When you first create a gradient, the endpoints are typically located on the edge of the control and there is a gradient stop at each end.

		<Border.Background>
			<LinearGradientBrush EndPoint="0.5,1" StartPoint="0.5,0">
				<GradientStop Color="Green" Offset="0.0"/>
				<GradientStop Color="White" Offset="1"/>
			</LinearGradientBrush>
		</Border.Background>


Using the Gradient Tool, you can move one or more gradient stops outside of the control boundaries, to indicate what the color should be at that starting or ending point.  The gradient used inside the control will then be a subset of the full gradient.

#531 – Adjusting a Gradient Using the Gradient Tool

You can change an existing gradient fill by using the Gradient Tool.

To adjust a gradient, start by selecting the control that uses a gradient that you want to change, either in the Objects and Timeline panel, or in the XAML editor.  In this example, we’re going to change the background color gradient for a Border.

If your control uses a gradient for more than one property, select the property on the Properties panel.  You’ll see the existing gradient displayed.

Click the Gradient Tool icon.

You’ll see a visual indication of the gradient drawn on the control, with an arrow showing the direction of the gradient and little circles showing each gradient stop.

You can move the head or tail of the arrow to change the starting/stopping point of the gradient, as well as its direction.

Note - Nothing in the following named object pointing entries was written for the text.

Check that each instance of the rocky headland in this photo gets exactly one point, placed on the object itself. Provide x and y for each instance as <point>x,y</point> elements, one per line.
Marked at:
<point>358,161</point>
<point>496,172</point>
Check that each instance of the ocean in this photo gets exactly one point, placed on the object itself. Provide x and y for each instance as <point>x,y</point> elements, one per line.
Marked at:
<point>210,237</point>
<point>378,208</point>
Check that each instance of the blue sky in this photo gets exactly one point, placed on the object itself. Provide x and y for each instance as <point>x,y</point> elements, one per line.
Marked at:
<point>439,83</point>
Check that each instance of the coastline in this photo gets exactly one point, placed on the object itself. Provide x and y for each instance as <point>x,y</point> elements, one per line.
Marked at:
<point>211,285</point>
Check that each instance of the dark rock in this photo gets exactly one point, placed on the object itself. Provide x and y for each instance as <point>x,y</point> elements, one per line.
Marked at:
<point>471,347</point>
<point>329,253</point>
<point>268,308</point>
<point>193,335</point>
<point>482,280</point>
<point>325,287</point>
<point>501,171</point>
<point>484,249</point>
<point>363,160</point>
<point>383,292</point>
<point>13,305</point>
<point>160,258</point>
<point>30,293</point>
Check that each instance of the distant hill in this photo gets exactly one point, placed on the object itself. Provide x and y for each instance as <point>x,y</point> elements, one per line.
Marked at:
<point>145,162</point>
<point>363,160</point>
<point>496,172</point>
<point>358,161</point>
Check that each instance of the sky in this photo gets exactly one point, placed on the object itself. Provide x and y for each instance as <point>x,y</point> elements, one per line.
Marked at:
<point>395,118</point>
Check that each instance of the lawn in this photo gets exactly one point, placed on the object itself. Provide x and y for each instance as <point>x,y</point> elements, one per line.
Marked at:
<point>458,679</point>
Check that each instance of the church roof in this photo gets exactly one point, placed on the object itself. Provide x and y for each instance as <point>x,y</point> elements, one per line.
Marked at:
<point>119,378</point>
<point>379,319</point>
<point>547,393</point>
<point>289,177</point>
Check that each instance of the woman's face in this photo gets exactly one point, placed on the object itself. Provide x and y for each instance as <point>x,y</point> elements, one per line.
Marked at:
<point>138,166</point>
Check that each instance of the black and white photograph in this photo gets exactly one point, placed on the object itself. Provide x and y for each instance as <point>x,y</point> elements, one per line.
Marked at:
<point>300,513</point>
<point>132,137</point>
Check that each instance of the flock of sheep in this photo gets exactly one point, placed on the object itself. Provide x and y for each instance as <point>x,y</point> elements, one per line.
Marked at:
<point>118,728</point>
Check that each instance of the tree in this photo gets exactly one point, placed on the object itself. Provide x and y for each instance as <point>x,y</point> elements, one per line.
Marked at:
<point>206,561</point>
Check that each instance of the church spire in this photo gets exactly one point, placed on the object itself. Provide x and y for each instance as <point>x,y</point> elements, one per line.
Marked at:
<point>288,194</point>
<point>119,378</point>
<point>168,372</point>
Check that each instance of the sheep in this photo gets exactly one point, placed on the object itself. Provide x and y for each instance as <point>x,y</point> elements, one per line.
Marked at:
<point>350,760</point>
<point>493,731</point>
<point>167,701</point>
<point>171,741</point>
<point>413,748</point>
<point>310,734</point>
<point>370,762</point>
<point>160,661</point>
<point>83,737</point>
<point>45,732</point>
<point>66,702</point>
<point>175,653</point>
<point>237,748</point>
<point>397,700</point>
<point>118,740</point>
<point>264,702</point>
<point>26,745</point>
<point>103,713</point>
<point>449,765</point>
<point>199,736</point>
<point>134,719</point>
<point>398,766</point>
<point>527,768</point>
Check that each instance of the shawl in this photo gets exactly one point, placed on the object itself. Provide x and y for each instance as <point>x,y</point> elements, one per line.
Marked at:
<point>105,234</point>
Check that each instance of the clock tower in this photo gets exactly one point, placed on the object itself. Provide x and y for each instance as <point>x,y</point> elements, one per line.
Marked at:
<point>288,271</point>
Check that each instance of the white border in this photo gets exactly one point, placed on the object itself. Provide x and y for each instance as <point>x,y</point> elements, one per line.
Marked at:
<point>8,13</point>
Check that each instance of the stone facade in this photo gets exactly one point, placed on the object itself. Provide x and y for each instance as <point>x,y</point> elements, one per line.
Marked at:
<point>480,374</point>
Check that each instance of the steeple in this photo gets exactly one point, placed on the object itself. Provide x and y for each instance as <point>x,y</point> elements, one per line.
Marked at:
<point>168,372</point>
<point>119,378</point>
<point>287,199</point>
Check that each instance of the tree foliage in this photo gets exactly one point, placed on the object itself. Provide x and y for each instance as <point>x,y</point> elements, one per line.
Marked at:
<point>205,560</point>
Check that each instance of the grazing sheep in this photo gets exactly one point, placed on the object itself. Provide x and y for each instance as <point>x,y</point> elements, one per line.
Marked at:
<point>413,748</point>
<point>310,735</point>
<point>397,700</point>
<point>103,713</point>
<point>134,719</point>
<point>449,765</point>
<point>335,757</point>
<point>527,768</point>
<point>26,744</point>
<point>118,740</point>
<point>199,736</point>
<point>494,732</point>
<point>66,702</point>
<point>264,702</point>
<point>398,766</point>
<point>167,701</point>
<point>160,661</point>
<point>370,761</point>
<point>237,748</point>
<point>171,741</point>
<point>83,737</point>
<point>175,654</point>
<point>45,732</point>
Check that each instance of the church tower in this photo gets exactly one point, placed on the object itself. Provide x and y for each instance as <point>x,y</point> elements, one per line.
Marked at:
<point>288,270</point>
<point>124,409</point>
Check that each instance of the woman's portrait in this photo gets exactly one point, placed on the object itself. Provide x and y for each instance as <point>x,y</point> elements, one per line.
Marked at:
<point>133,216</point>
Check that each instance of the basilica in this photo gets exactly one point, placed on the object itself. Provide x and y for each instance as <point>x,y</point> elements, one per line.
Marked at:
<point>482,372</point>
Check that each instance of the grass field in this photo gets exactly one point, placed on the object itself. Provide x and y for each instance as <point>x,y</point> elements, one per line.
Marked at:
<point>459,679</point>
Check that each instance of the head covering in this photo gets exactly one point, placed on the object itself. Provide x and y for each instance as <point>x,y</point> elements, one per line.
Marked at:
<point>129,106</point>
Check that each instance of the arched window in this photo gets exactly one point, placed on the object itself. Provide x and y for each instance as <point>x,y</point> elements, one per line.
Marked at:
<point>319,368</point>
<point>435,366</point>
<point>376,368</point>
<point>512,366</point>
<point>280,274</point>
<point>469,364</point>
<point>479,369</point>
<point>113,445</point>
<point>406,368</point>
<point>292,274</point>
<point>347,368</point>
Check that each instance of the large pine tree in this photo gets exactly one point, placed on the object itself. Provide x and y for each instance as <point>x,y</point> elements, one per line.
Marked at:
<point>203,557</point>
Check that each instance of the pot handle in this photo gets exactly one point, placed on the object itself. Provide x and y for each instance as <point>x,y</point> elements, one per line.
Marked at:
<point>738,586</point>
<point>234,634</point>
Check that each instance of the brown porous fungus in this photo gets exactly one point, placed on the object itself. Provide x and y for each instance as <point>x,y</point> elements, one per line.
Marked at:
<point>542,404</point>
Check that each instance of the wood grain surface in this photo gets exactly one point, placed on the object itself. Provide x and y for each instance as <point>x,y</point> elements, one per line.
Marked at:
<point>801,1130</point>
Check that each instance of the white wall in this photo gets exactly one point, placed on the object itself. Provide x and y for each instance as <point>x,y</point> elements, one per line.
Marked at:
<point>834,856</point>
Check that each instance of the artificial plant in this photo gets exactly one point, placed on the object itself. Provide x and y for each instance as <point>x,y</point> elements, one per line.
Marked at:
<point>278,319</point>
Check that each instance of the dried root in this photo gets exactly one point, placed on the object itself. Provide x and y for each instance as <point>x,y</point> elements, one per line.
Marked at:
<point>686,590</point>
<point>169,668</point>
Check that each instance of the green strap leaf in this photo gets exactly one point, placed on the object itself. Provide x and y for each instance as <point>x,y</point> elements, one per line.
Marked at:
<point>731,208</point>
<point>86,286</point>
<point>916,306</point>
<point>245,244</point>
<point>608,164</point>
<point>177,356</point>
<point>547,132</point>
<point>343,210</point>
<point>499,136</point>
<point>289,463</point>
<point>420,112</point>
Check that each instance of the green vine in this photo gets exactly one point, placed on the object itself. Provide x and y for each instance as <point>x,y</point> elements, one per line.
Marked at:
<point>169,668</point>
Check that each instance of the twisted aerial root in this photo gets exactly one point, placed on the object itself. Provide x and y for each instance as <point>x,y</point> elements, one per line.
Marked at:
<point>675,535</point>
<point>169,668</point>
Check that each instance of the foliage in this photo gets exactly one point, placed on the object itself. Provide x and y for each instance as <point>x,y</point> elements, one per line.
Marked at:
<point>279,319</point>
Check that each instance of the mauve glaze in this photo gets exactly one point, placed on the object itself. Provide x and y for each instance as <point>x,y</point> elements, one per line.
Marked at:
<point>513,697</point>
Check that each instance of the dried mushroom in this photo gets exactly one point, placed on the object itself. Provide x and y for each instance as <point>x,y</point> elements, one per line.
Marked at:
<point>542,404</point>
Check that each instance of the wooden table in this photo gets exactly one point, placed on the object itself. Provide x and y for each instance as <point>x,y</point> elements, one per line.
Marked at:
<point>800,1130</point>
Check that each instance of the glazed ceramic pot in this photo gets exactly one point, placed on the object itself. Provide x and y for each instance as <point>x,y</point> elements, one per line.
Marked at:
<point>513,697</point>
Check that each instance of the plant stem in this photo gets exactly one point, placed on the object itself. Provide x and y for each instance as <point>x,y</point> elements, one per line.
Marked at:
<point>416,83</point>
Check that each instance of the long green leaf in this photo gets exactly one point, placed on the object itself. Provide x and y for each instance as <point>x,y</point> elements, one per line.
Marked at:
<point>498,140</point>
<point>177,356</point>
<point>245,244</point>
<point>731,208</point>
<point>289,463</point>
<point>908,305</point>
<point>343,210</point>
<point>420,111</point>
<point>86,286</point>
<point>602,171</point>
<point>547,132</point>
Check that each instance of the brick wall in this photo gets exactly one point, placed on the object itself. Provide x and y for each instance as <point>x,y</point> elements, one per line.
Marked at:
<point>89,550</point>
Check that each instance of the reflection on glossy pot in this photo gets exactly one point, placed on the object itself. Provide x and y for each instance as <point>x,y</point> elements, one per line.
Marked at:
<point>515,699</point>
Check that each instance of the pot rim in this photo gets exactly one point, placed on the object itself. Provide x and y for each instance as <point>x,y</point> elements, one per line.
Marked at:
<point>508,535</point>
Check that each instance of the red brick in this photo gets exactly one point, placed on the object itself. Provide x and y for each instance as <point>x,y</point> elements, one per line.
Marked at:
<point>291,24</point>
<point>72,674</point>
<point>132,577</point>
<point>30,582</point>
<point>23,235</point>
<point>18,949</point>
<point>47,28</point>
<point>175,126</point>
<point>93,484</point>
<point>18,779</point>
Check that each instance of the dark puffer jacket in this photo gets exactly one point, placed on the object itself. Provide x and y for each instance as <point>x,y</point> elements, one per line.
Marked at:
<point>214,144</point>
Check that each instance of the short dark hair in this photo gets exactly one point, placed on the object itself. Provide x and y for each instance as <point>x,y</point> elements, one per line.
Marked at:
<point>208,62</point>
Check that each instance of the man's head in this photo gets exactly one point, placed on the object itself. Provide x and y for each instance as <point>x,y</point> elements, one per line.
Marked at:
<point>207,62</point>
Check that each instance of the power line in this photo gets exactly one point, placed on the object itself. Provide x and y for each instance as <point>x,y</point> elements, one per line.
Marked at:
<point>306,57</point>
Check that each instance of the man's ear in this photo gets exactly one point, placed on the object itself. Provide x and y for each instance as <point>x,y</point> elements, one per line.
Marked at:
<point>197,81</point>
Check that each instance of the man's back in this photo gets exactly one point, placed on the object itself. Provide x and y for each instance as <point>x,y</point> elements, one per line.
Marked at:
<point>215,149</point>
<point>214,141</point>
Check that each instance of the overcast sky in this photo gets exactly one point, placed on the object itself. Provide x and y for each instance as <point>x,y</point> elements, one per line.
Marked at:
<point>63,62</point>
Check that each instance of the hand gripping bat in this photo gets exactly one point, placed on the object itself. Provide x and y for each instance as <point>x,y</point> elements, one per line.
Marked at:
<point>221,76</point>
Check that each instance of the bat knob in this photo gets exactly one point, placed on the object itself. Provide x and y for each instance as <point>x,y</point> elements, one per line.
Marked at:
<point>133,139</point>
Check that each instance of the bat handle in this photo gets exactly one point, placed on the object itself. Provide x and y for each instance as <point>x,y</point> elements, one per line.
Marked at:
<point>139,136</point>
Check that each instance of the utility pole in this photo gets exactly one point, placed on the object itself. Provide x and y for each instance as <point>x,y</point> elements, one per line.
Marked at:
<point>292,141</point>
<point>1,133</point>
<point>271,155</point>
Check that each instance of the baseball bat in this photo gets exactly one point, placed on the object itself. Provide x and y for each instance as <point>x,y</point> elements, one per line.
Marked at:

You can change the position of a gradient stop by dragging the corresponding circle.

#530 – Creating a Linear Gradient in Blend

A linear gradient is a fill style that fills an area with a pattern that starts out as one color and gradually changes to one or more other colors.

You can create a linear gradient directly in XAML using the <LinearGradientBrush> element.  You can also use the the tools in Blend to create a gradient.

Let’s create a new gradient to use as the background brush for a Window.  Start by selecting the window object.

Now click the Background property on the Properties panel.

Select the gradient brush option.

You’ll see that the default gradient has two gradient stops, going from black to white.

Click on the black gradient stop and select a new color in the color palette.  This will change the first gradient stop, so the gradient will now run from your new color, to white.

Your Window now has a gradient background.

#529 – Using the the Paint Bucket Tool to Copy Attributes

The Paint Bucket tool works in a similar manner in Blend to the Eyedropper tool, in letting you copy attributes from one object to another.  They only differ in whether you are clicking an object that you want to copy attributes from vs. clicking an object that you want to copy attributes to.

To use the Eyedropper tool:

  • Select the object that you want to change
  • Select the Eyedropper tool
  • Click on an object from which you want to copy attributes

To use the Paint Bucket tool:

  • Select the object that you want to copy attributes from
  • Select the Paint Bucket tool
  • Click on one or more objects to which you want to copy attributes

The Paint Bucket allows copying attributes from a single object to a number of other objects.

#528 – Using the Eyedropper Tool in the Color Editor

In addition to the eyedropper tool on the tools panel, you can select colors using the eyedropper tool in the color editor, found in the Brushes panel.

To use the eyedropper, first select a control having a color property that you want to change.

In the Brushes section of the Properties panel, pick a property that you want to change.  (E.g. Background).

Select the kind of brush that you want to use (e.g. solid color brush).

Click on the eyedropper icon in the color editor.

Now you can move around the screen and click to pick up the color at the current mouse position.  You can click anywhere on the screen–even outside of Blend.

As you move around the screen, the target element will change to preview using the color of the pixel that your mouse is hovering over.  Left-click to actually use the color.